Well prior to the time and energy to have the driveway paved it's also advisable to install several conduits under the driveway for future landscape lighting. Depending upon along the drive, a crossing conduit every fifty feet or so should suffice. If a location is very rocky or wet, add additional conduits now before paving. Adding them later will require cutting and patching the asphalt and can not only destroy the driveways appearance but provides a potential area for surface water infiltration. Conduit is cheap and when you never use it, it is better safe than sorry. Plastic (PVC) conduit is better than metal as it will last underground forever. Put caps on both ends to avoid any nasty surprises down the road once you uncover them. Clearly mark the ends with stakes but also draw just a little map and take measurements to each end from permanent objects in the yard. After the grass grows back you should have no idea where in fact the conduit ends are located. If you do this far ahead of the actual paving, your vehicle traffic will compact the sub-base and will prevent any future sinking under the asphalt and thereby evoking the asphalt to crack. You don't want to cross the new asphalt with anything later on..

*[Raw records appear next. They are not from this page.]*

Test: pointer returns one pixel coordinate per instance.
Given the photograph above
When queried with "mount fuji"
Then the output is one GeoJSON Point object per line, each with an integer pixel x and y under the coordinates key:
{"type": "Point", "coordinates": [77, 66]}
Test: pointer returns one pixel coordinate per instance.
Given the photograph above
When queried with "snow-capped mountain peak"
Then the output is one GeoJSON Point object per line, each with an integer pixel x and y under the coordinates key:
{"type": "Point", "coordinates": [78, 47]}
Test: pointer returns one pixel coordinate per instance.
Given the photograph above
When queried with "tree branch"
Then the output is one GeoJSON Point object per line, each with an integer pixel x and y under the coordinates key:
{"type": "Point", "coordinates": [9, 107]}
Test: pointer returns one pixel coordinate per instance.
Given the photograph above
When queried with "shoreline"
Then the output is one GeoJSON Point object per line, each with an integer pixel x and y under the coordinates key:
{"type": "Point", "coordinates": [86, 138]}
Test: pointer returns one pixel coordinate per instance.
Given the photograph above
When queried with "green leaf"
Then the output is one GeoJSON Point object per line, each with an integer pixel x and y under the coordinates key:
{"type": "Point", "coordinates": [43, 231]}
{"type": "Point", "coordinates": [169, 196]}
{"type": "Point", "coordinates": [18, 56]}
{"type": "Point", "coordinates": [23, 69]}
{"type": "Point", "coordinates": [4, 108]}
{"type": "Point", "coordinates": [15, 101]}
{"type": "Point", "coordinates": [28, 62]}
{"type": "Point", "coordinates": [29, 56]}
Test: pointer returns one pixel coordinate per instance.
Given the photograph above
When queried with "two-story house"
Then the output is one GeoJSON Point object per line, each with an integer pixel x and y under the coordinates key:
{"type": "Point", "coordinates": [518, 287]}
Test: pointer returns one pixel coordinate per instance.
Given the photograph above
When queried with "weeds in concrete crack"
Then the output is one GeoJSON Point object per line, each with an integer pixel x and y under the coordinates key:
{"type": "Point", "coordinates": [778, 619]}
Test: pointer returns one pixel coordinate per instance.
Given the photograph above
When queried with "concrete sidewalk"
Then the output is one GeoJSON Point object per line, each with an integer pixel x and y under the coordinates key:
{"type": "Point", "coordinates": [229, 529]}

Call several paving contractors for prices. The nicest guy may not do the nicest job. Be sure you tell each one exactly the same things you want. In the event that you change the description of the work, you won't get comparable prices. Write down what you need done and then give them a copy. Ask for a written quote to make certain they included everything on your lists. Will they pickup all spillage? Are they insured against yard damages to flowers or trees or your house? How long is driveway guaranteed? How thick with the rolled asphalt be when done? Loose rolled asphalt 3 inches thick will undoubtedly be only one 1 1/2 to 2 inches thick when rolled. Ask questions before they do the task. Get yourself a written signed contract and a copy of these insurance policy. Be very careful with down payments. Should they insist on one, make certain it is not a major portion of the contract value. Often a down payment is paid and the contractor never shows again. Don't be suckered in by sob stories. Reputable contractors have open accounts at asphalt plants , nor need your money to buy the asphalt. In the event that you sense something is awry move on to someone else. Ask neighbors about his work or visit someone's house who he's got just paved their driveway. Most people are pleased with their new yard and will glad to speak to you. Call the Better Business Bureau and check up on the contractor aswell. It may appear to be you are a bit over cautious but after all it is your dollars.

When you have selected a contractor ask him/her when there is anything else that can be done to save several bucks on the price. Maybe removing a pre-installed asphalt driveway apron or removing adjacent features such as signs or statues or whatever else he figured on doing for you. In the event that you save fifty bucks on the price, that is fifty dollars towards the next project.